‘Hidden Figures’ and the Importance of Representation

Remember that stand up routine of Chris Rock’s where he expressed that famous quote, “Why the black man gotta fly to something that the white man can walk to?” Well, if you don’t, here’s the video for your convenience.

Hidden Figures is not only a film that captures the real life stories of black mathematicians working at NASA during US segregation, it is about female black mathematicians. I had never heard of the names Katherine Goble, Dorothy Vaughn, or Mary Jackson before entering the theatre to watch this film, and that troubles me.

Despite a few inaccuracies, the film did a good job of portraying the double oppression these women faced at the time. It confirms that black people and women have always been smart (sad that this fact needs confirming). However, although these days it seems almost insulting to argue for the intelligence of black women (and other minority races), the film’s subject matter still proves to be relevant in 2017.

Image: thinkprogress.com

How many well-known black people can you immediately name who are NOT in the entertainment industry? By that, I mean black people who are not singers, dancers, athletes or media personalities, but who are in academia, STEM, politics, and so on. The Obamas? Neil deGrasse Tyson? Ben Carson? Cornel West? How many more? Any women?

Image: campusriot.com

This is not a coincidence or some new revelation. The sad part about Hidden Figures is that, although black people are now welcome to join these fields, there is still a lack of encouragement for black people to pursue higher education and succeed. In 2013, only 56 out of the 1570 faculty members at Harvard were black. And no, it is not just a black problem, seeing as only 19% of the faculty is made up of racial minorities.
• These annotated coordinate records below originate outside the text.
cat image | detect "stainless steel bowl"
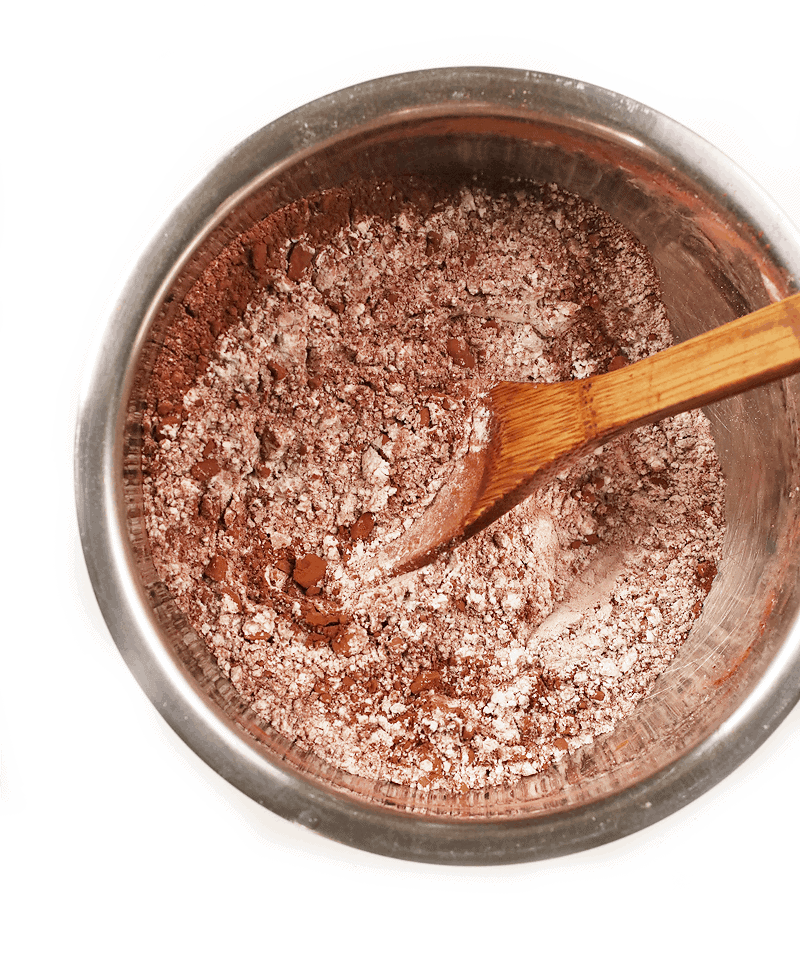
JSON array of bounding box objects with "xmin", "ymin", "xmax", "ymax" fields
[{"xmin": 76, "ymin": 68, "xmax": 800, "ymax": 864}]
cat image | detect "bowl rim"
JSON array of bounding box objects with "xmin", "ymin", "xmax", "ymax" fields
[{"xmin": 74, "ymin": 67, "xmax": 800, "ymax": 865}]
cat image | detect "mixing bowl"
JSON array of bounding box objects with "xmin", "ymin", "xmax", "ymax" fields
[{"xmin": 76, "ymin": 68, "xmax": 800, "ymax": 864}]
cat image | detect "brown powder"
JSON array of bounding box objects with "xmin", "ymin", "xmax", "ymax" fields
[{"xmin": 144, "ymin": 180, "xmax": 723, "ymax": 791}]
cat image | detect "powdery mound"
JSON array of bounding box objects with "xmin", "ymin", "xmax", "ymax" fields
[{"xmin": 144, "ymin": 180, "xmax": 723, "ymax": 791}]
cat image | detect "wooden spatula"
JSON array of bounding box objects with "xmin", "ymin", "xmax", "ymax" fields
[{"xmin": 378, "ymin": 294, "xmax": 800, "ymax": 576}]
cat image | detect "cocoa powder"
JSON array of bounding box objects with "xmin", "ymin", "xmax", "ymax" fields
[{"xmin": 143, "ymin": 179, "xmax": 723, "ymax": 791}]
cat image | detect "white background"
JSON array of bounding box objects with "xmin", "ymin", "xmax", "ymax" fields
[{"xmin": 0, "ymin": 0, "xmax": 800, "ymax": 971}]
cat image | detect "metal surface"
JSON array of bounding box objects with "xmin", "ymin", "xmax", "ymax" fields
[{"xmin": 76, "ymin": 68, "xmax": 800, "ymax": 864}]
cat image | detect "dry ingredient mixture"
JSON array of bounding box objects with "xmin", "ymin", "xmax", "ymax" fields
[{"xmin": 144, "ymin": 179, "xmax": 723, "ymax": 791}]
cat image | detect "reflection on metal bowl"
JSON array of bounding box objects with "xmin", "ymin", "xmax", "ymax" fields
[{"xmin": 76, "ymin": 68, "xmax": 800, "ymax": 864}]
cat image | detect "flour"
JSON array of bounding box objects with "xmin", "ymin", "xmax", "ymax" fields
[{"xmin": 144, "ymin": 180, "xmax": 724, "ymax": 791}]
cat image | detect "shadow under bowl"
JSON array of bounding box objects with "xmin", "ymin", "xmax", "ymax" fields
[{"xmin": 76, "ymin": 68, "xmax": 800, "ymax": 864}]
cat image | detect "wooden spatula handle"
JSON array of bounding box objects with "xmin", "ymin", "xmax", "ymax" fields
[
  {"xmin": 478, "ymin": 294, "xmax": 800, "ymax": 535},
  {"xmin": 583, "ymin": 294, "xmax": 800, "ymax": 436}
]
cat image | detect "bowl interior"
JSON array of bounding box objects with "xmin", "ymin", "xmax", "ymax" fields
[{"xmin": 120, "ymin": 85, "xmax": 800, "ymax": 836}]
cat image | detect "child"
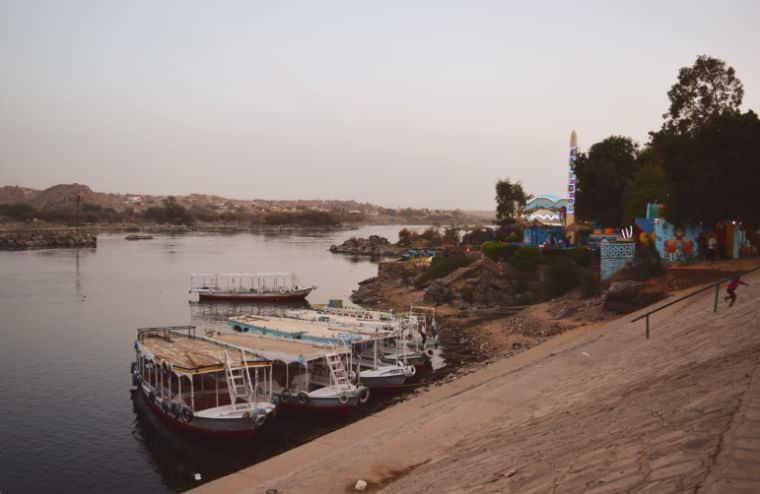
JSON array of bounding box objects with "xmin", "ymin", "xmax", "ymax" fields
[{"xmin": 723, "ymin": 274, "xmax": 749, "ymax": 307}]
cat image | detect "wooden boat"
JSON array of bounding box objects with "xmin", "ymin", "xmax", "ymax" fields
[
  {"xmin": 228, "ymin": 315, "xmax": 417, "ymax": 390},
  {"xmin": 210, "ymin": 331, "xmax": 369, "ymax": 414},
  {"xmin": 131, "ymin": 326, "xmax": 276, "ymax": 437},
  {"xmin": 190, "ymin": 273, "xmax": 317, "ymax": 302}
]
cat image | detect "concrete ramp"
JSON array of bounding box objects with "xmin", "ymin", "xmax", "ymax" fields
[{"xmin": 197, "ymin": 276, "xmax": 760, "ymax": 494}]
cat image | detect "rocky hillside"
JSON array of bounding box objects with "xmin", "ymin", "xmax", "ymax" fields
[{"xmin": 0, "ymin": 183, "xmax": 486, "ymax": 224}]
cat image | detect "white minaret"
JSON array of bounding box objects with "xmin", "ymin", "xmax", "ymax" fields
[{"xmin": 565, "ymin": 129, "xmax": 578, "ymax": 231}]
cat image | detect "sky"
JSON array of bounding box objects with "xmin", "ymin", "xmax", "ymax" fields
[{"xmin": 0, "ymin": 0, "xmax": 760, "ymax": 209}]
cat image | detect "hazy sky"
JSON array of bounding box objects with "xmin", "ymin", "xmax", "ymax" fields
[{"xmin": 0, "ymin": 0, "xmax": 760, "ymax": 209}]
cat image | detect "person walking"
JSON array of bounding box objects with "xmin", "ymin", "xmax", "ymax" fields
[
  {"xmin": 723, "ymin": 274, "xmax": 749, "ymax": 307},
  {"xmin": 707, "ymin": 235, "xmax": 718, "ymax": 261}
]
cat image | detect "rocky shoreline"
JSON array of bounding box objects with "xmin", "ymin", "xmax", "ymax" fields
[{"xmin": 0, "ymin": 228, "xmax": 98, "ymax": 250}]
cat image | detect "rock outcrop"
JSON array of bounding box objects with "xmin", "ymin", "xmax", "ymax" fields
[
  {"xmin": 0, "ymin": 228, "xmax": 98, "ymax": 250},
  {"xmin": 330, "ymin": 235, "xmax": 403, "ymax": 257}
]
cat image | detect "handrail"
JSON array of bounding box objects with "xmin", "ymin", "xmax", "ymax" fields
[{"xmin": 631, "ymin": 265, "xmax": 760, "ymax": 339}]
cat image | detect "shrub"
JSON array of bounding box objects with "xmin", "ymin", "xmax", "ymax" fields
[
  {"xmin": 483, "ymin": 242, "xmax": 520, "ymax": 261},
  {"xmin": 508, "ymin": 247, "xmax": 541, "ymax": 271}
]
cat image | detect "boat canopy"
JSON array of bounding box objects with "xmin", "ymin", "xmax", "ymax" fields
[
  {"xmin": 135, "ymin": 326, "xmax": 272, "ymax": 374},
  {"xmin": 190, "ymin": 272, "xmax": 298, "ymax": 290},
  {"xmin": 214, "ymin": 333, "xmax": 351, "ymax": 365}
]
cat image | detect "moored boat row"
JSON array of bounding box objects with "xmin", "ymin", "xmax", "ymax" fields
[{"xmin": 136, "ymin": 273, "xmax": 442, "ymax": 437}]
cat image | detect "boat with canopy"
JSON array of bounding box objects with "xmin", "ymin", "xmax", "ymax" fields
[
  {"xmin": 228, "ymin": 315, "xmax": 417, "ymax": 389},
  {"xmin": 209, "ymin": 330, "xmax": 369, "ymax": 414},
  {"xmin": 190, "ymin": 273, "xmax": 317, "ymax": 302},
  {"xmin": 131, "ymin": 326, "xmax": 276, "ymax": 437}
]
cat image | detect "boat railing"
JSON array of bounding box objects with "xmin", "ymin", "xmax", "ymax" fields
[{"xmin": 137, "ymin": 325, "xmax": 195, "ymax": 341}]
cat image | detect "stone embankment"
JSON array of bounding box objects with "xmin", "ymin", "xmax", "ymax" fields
[
  {"xmin": 0, "ymin": 228, "xmax": 98, "ymax": 250},
  {"xmin": 330, "ymin": 235, "xmax": 404, "ymax": 257},
  {"xmin": 198, "ymin": 270, "xmax": 760, "ymax": 494}
]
Not to discredit the jobs of entertainers, many of whom continue to break records and pave the way for future generations to pursue their dreams, but when a child is only seeing representation of themselves as athletes and singers, then they are bound to want to continue that cycle. My parents always told me that I could be a doctor or a lawyer, but I never actually saw any black doctors or lawyers in my real life to look up to. I knew a lot of white ones, but that did not really help me. Growing up in Canada, I was barely even taught about important historical black figures in school. So yes, I naturally wanted to be Beyonce (don’t worry, I recently realized that I’ll sadly never be Beyonce).

We should aim to show the diverse careers out there available for everyone, and to make them more attainable for minorities than they currently seem to be.

Side note: God bless Obama and all the black kids who grew up during his administration. Now black kids can aspire to be President of the United States without being ridiculed for something like colour.